Architecture¶

This document describes the internal architecture of the NLS compiler.

Pipeline Overview¶

flowchart LR
    A[".nl file"] --> B[Parser]
    B --> C[AST]
    C --> D[Resolver]
    D --> E[Emitter]
    E --> F[".py file"]
    E --> G[".nl.lock"]

The compiler follows a classic pipeline architecture:

Parser — Converts .nl text to AST
Resolver — Validates dependencies and ordering
Emitter — Generates Python code
Lockfile — Records hashes for reproducibility

Module Breakdown¶

Core Modules¶

Module	Purpose	Lines
`parser.py`	Regex-based parser	~500
`parser_treesitter.py`	Tree-sitter parser	~600
`resolver.py`	Dependency resolution	~100
`emitter.py`	Python code generation	~400
`lockfile.py`	Hash computation and storage	~200
`schema.py`	AST data structures	~300

CLI Modules¶

Module	Purpose
`cli.py`	Command-line interface
`graph.py`	Visualization (Mermaid, DOT, ASCII)
`diff.py`	Change detection
`watch.py`	File watcher
`atomize.py`	Python → NL extraction

Parser Backends¶

Regex Parser (Default)¶

The regex parser uses pattern matching to tokenize and parse .nl files.
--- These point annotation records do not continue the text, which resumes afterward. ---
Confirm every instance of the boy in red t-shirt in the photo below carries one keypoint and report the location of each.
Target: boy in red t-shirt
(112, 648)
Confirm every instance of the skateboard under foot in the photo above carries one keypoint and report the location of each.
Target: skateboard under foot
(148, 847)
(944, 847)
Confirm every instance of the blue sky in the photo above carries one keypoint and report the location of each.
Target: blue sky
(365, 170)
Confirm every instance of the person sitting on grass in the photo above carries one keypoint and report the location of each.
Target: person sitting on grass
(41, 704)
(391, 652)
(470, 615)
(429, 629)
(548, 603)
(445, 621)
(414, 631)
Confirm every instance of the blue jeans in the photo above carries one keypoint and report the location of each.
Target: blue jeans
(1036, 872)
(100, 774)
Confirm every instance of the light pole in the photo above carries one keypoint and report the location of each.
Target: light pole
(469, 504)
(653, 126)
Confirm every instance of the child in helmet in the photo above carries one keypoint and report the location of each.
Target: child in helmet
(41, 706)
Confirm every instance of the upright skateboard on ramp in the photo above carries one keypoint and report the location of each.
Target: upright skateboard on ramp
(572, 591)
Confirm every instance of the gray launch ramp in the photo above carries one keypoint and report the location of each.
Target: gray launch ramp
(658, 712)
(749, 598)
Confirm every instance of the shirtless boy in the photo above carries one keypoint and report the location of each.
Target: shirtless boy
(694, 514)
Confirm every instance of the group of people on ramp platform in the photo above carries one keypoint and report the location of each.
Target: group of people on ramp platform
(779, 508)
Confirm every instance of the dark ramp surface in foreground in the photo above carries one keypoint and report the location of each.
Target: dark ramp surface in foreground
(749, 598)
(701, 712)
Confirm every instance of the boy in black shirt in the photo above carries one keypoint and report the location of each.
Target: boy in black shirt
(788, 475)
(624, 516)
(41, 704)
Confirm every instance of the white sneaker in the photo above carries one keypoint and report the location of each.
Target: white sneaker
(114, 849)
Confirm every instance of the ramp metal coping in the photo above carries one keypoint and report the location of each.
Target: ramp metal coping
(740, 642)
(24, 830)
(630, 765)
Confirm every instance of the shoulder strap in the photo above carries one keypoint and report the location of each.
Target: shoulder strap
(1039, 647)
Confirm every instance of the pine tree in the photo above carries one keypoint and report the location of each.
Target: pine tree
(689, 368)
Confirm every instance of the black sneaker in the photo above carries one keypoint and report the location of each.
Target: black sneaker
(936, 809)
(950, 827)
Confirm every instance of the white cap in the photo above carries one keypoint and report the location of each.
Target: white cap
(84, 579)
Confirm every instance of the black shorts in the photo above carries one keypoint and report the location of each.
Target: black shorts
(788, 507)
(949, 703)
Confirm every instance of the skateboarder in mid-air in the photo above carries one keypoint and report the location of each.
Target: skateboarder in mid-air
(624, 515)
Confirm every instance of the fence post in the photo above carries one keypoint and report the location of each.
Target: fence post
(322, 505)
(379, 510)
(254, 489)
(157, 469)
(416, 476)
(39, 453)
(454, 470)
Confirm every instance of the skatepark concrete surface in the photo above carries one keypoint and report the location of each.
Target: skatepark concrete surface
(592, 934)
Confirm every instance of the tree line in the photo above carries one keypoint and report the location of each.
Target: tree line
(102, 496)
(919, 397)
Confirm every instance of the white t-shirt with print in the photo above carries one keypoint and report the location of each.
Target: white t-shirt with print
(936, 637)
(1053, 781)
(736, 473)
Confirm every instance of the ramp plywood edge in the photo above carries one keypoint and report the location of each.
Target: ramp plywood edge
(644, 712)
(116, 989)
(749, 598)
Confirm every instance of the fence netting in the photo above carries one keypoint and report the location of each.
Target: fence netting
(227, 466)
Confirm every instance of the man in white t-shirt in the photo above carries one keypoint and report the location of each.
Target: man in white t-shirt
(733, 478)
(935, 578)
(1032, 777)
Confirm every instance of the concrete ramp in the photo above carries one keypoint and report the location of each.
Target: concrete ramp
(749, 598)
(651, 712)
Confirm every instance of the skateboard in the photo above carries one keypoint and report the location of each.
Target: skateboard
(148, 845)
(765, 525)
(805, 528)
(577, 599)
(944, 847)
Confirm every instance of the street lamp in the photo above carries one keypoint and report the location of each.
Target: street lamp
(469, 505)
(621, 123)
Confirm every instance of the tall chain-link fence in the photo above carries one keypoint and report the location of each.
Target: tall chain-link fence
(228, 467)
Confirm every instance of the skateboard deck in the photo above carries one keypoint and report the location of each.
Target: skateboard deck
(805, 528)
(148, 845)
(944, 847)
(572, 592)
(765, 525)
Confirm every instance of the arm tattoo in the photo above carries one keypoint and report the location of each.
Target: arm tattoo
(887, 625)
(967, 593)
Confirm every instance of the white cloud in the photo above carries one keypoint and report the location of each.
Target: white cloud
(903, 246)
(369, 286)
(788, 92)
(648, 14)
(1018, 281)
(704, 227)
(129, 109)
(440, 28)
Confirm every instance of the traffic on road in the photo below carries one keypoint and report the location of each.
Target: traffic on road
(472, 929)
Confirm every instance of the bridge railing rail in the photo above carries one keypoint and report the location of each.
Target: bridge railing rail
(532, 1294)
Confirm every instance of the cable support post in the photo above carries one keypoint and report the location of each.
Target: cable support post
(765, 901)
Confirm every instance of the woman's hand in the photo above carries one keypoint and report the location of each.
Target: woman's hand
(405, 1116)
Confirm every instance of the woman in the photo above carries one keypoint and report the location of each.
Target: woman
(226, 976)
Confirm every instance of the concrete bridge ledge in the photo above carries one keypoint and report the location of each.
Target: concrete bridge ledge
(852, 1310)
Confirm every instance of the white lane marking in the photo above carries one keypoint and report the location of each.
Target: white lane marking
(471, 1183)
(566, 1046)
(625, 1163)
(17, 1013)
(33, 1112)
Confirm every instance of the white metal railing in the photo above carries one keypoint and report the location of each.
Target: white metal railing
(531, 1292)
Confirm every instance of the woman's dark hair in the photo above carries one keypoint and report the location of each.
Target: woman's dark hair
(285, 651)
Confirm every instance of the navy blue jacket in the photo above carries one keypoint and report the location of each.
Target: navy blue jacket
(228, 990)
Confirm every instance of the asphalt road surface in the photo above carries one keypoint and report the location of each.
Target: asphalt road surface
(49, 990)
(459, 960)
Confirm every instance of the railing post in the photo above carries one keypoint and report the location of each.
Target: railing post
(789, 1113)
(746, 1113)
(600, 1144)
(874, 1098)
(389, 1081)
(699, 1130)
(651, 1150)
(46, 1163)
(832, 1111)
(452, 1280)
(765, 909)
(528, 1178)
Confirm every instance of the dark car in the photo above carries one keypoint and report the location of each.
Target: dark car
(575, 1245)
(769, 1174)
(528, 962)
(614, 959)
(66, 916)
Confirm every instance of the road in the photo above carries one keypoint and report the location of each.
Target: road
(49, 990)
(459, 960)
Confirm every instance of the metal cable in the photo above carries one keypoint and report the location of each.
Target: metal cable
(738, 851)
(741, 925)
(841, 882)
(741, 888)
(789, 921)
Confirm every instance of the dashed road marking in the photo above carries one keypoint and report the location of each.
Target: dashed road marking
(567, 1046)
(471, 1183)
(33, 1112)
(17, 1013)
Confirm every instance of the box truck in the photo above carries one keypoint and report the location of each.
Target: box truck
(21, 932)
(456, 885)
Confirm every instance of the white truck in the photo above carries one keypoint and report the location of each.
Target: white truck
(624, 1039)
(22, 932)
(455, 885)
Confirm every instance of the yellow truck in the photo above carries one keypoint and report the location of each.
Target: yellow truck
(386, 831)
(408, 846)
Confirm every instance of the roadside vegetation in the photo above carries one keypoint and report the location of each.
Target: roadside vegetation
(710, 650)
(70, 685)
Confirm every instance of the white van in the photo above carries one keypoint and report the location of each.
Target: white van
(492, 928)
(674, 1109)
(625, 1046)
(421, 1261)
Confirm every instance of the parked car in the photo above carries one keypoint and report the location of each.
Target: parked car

# Pattern examples from parser.py
ANLU_START = r"^\[([a-z][a-z0-9.-]*)\]\s*$"
DIRECTIVE = r"^@(module|version|target|imports)"
SECTION = r"^(PURPOSE|INPUTS|GUARDS|LOGIC|RETURNS|DEPENDS|EDGE CASES):"

Pros:

Zero dependencies
Fast for simple files
Easy to understand

Cons:

Limited error recovery
Complex patterns for edge cases

Tree-sitter Parser¶

The tree-sitter parser uses a formal grammar for parsing.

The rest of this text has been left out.